After reports that it would have disobeyed its own ceasefire promise, Russia officially ended its unilateral truce and resumed massive bombing of Ukraine this Sunday (8). The Russian Defense Ministry said it killed more than 600 Ukrainian soldiers when it attacked a temporary troop residence in Kramatorsk in the east.
According to Moscow, the offensive is revenge against an attack by Kiev on New Year’s Eve that killed 89 Russian reservists in Makiivka, a city adjacent to Donetsk – capital of the homonymous province under control of Russian separatists since 2014. The count could not be verified. independently by news agencies, and Ukraine has not yet commented on the case.
According to the Ukrainian army, at least two people died in attacks at dawn in Kharkiv, located 450 km from the capital Kiev, and in the province of Donetsk, in the east – where nine missile impacts were recorded in the last few hours.

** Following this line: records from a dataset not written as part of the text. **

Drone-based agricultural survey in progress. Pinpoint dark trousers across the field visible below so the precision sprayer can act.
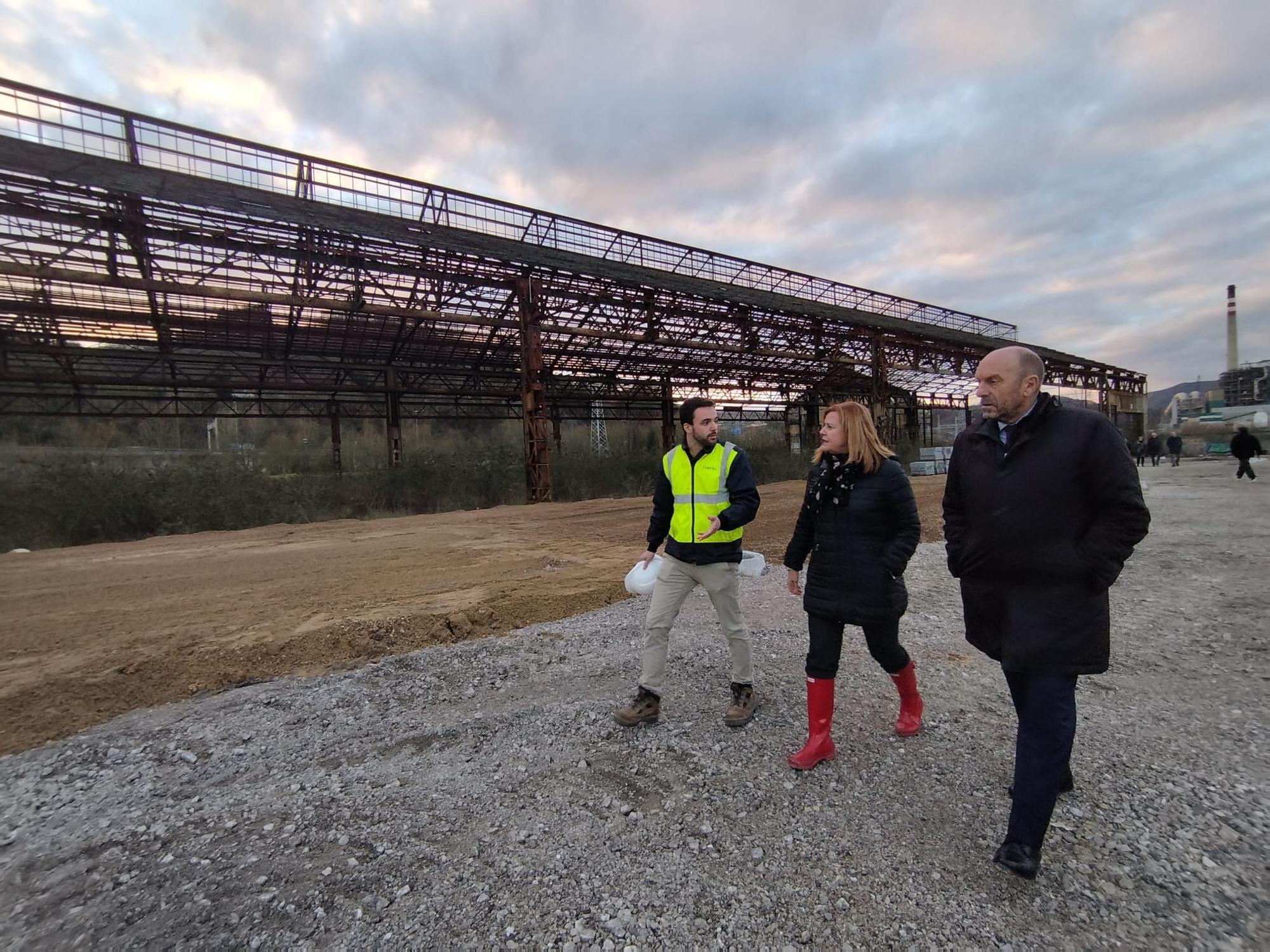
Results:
[1006,671,1076,849]
[806,614,908,678]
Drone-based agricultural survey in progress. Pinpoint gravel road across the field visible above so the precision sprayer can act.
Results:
[0,462,1270,949]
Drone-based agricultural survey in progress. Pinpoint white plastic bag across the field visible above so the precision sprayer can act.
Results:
[625,556,662,595]
[740,548,767,579]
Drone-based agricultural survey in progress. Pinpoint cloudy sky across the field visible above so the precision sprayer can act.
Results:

Explosions were still heard in the virtually deserted streets of Bakhmut, a city also in the east that today is one of the most intense battlegrounds, and in the city of Zaporizia, capital of the homonymous region, in the south.

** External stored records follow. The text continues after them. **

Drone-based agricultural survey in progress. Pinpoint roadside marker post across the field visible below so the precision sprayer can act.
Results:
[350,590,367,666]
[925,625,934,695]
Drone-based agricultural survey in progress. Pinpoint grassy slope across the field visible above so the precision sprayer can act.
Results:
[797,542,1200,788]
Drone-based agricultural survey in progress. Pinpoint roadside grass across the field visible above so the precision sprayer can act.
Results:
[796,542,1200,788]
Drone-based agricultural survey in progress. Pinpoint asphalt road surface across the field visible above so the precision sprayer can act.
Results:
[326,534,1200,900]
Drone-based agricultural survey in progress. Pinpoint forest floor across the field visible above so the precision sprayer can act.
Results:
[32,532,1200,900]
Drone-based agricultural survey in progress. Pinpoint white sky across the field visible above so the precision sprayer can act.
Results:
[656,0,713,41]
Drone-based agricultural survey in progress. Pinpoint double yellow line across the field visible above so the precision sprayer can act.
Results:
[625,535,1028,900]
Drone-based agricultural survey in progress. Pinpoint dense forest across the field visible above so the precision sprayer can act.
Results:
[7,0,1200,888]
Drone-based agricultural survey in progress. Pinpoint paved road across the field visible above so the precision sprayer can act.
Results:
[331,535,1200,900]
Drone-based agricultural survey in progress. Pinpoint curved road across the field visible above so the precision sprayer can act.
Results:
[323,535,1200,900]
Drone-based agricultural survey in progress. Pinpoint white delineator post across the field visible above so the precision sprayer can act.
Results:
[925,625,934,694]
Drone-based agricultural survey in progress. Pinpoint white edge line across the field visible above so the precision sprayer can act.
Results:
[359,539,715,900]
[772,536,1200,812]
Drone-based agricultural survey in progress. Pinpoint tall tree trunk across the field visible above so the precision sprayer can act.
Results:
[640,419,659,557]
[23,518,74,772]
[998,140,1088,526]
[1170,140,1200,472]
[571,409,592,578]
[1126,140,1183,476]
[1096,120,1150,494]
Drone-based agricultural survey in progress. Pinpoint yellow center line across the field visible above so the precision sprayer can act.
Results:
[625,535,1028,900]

Meanwhile, Kiev, which had rejected the truce as mere military diversion, bombed two Moscow-controlled thermoelectric power plants in the towns of Zuhres and Novyi Svit, also in Donetsk. According to information from the official Russian news agency Tass, the attack on Novyi Svit resulted in the death of a woman, whose body was removed from the wreckage.
Lugansk Governor Serhiy Haidai said on TV that the region is the scene of intense fighting, and that Russian forces had used their most combat-ready units and heavy equipment in the town of Kriminna, which they occupy, which he said means that the Russians are gradually retreating in the region. With nighttime temperatures dropping as low as -17°C, he added that combat would soon escalate as the ice meant it was easier to move heavy equipment.
Started at 11 am on Friday (6) local time in Kiev, and ended at 11 pm on Saturday (7), the ceasefire announced by Russia was aimed at celebrating the Christmas of the Orthodox Church, celebrated according to the old Julian calendar in Saturday (7). The proposal came from one of Putin’s most influential allies, Russia’s church patriarch Cyril.
Kiev follows its own Orthodox denomination, born out of a schism tempered by the dispute between the countries in 2019. This year, it allowed Christmas to be celebrated on December 25th. Even so, part of the population respected the original tradition, attending churches and cathedrals en masse.